23 de abril de 2007

Yeltsin ajudou a empurrar a União Soviética para o abismo

(Por William Waack -- Original aqui)

Lembro-me bem de duas cenas que vivi com Boris Yeltsin. A primeira em 1992, numa escadaria dentro do Kremlin. O presidente russo descia os degraus meio trôpego, amparado por dois guarda-costas, quando se deparou com um grupinho de repórteres estrangeiros. Incitados por nós, os tradutores perguntaram ao presidente se ele estava bêbado. “Cheira aqui”, respondeu Yeltsin, abrindo a boca e apontando lá para dentro.
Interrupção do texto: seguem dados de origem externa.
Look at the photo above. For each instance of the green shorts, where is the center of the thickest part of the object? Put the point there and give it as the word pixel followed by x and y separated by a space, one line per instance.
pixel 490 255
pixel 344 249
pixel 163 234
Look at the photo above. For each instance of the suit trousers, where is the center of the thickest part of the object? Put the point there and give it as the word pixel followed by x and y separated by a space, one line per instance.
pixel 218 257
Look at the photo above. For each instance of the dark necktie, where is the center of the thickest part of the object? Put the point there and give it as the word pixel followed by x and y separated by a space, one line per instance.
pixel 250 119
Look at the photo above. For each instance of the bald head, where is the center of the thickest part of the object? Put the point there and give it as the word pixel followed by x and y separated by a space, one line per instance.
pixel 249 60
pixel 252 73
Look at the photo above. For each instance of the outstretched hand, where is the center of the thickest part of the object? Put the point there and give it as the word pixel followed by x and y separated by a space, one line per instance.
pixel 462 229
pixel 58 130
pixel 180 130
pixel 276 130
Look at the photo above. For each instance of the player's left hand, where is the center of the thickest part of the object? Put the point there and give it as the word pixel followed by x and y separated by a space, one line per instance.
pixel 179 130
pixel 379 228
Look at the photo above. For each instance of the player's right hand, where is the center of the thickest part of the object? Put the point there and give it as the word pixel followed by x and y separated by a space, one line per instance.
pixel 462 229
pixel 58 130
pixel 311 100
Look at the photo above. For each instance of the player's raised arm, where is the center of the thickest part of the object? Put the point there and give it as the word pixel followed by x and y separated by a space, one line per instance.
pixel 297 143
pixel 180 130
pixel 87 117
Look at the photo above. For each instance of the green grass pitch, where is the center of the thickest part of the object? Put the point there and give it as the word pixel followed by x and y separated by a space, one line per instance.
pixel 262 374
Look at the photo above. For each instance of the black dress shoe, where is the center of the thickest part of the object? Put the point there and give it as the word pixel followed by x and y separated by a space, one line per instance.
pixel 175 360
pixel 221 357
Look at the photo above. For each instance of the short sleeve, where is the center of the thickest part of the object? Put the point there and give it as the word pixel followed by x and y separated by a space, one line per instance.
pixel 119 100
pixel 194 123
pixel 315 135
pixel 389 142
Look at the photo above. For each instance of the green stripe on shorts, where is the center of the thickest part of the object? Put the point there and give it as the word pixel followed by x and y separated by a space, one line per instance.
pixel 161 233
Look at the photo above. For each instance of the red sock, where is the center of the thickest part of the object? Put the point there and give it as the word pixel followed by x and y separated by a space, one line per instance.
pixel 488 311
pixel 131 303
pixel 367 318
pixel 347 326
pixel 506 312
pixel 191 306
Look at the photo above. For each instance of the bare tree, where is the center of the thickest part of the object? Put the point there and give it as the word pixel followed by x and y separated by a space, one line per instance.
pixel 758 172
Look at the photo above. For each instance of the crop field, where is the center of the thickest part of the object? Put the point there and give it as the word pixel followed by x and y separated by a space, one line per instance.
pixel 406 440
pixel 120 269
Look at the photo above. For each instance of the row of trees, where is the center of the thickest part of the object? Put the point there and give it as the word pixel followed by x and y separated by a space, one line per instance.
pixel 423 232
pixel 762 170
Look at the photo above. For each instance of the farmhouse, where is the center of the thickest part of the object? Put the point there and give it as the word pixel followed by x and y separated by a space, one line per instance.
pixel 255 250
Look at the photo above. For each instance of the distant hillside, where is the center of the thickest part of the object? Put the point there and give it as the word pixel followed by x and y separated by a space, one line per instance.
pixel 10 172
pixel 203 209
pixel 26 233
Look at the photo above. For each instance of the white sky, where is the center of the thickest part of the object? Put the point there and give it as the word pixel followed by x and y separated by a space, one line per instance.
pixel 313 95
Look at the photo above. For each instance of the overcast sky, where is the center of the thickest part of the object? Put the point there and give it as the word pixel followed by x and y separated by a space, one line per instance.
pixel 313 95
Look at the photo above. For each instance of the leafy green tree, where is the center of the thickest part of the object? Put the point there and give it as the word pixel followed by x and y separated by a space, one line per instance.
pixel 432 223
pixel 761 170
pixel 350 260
Outra cena inesquecível foi a da despedida das tropas do Exército Vermelho da então Alemanha Oriental. Era verão, fim de agosto, fazia muito calor e Yeltsin tinha tomado, digamos assim, alguns refrescos. Num jardim próximo à entrada principal da imponente embaixada russa, na Unter den Linden, ele viu a banda militar, pronta para executar os hinos da Rússia e da Alemanha. Camisa arregaçada, gravata frouxa, sem paletó, Yeltsin começou a reger a banda – para enorme constrangimento dos políticos alemães, muito preocupados em ver a solenidade do momento indo vodca abaixo.

Os russos, com seu peculiar espírito de humor, costumavam dizer que só mesmo Yeltsin reunia condições para mandar pra valer no Kremlin. Afinal, era um cabeludo, e a história recente do país ensinava que a alternância se dava entre carecas e cabeludos: Lênin (calvo quase careca), Stálin (densos cabelos negros), Kruschev (careca brilhosa), Brejnev (até as sobrancelhas eram grossas), Andropov (calvo até as orelhas), Chernenko (muitos cabelos brancos), Gorbachev (careca com mancha). Para tornar a piada um fato, é só observar que Vladimir Putin, o sucessor de Yeltsin, é careca.

Yeltsin sabia que o experimento de Gorbachev terminaria numa implosão. Mas decidiu não aguardá-la: foi um dos políticos de maior destaque no esforço coletivo de empurrar a União Soviética para o abismo. Não se pode dizer que ele tivesse, digamos, uma clara visão de futuro e de mundo. Era um tático, um dirigente acostumado a lidar com viradas súbitas de vento e a elas se adaptar.

Mesmo assim, subestimou dois fatores importantes. O primeiro foi o peso e a inércia de um sistema – o da economia de comando – que até hoje está bem dentro da cabeça de milhões de russos. Instituições políticas que acompanham uma economia de mercado, nas quais ele parecia acreditar com certa ingenuidade, não se constroem de um dia para o outro. Yeltsin mandou tanques bombardearem um Parlamento, em outubro de 1993, que lhe parecia excessivo em sua oposição à Presidência.

O segundo foi a impressionante rapidez com que o sistema de máfias e oligarquias, apenas mal encoberto pelo regime de partido único, tomou conta da Rússia num espetáculo único de rapinagem da propriedade “pública” (na verdade, já nas mãos de diversos grupos). Yeltsin presidiu sobre um período de acumulação primitiva de capital talvez não visto na história da Europa moderna.

Foi também quem decidiu enterrar, mais do que simbolicamente, um passado longínquo, mas sempre presente. Yeltsin admitiu que a família real russa havia sido exterminada por ordens de Lênin e mandou que as ossadas do Czar, sua mulher e seus filhos, descobertas em Yekatirenburg (onde Yeltsin fez boa parte da própria carreira política), fossem sepultados com grandes honras em São Petersburgo. Foi, por assim dizer, o funeral formal também do regime que ele ajudou a destruir.

Yeltsin parece ter sido menos ladrão do que muitas das figuras que o cercaram, inclusive alguns dos principais promotores de uma economia de mercado que enriqueceu inicialmente apenas a bem poucos. Ele cultivava uma genuína desconfiança em relação ao “aparato”, especialmente seus serviços secretos. É provável que aí tivesse cometido seu principal erro.

Lembro-me, ainda dos tempos de Yeltsin, de conversas em Moscou com integrantes e ex-integrantes do “aparato” e dos “órgãos”, como era conhecida a teia de serviços secretos. Yeltsin era por eles criticado não pela dissolução da URSS – que os inteligentes da KGB sabiam ser inevitável – mas, sim, por não tê-los imediatamente aproveitado no período após a implosão. Afinal, queixava-se um desses ex-integrantes, um coronel da KGB com mais de 30 anos de serviços à pátria, “só nós sabemos como administrar este imenso país, somos a elite de gerenciamento”.

Putin foi a resposta deles a Yeltsin.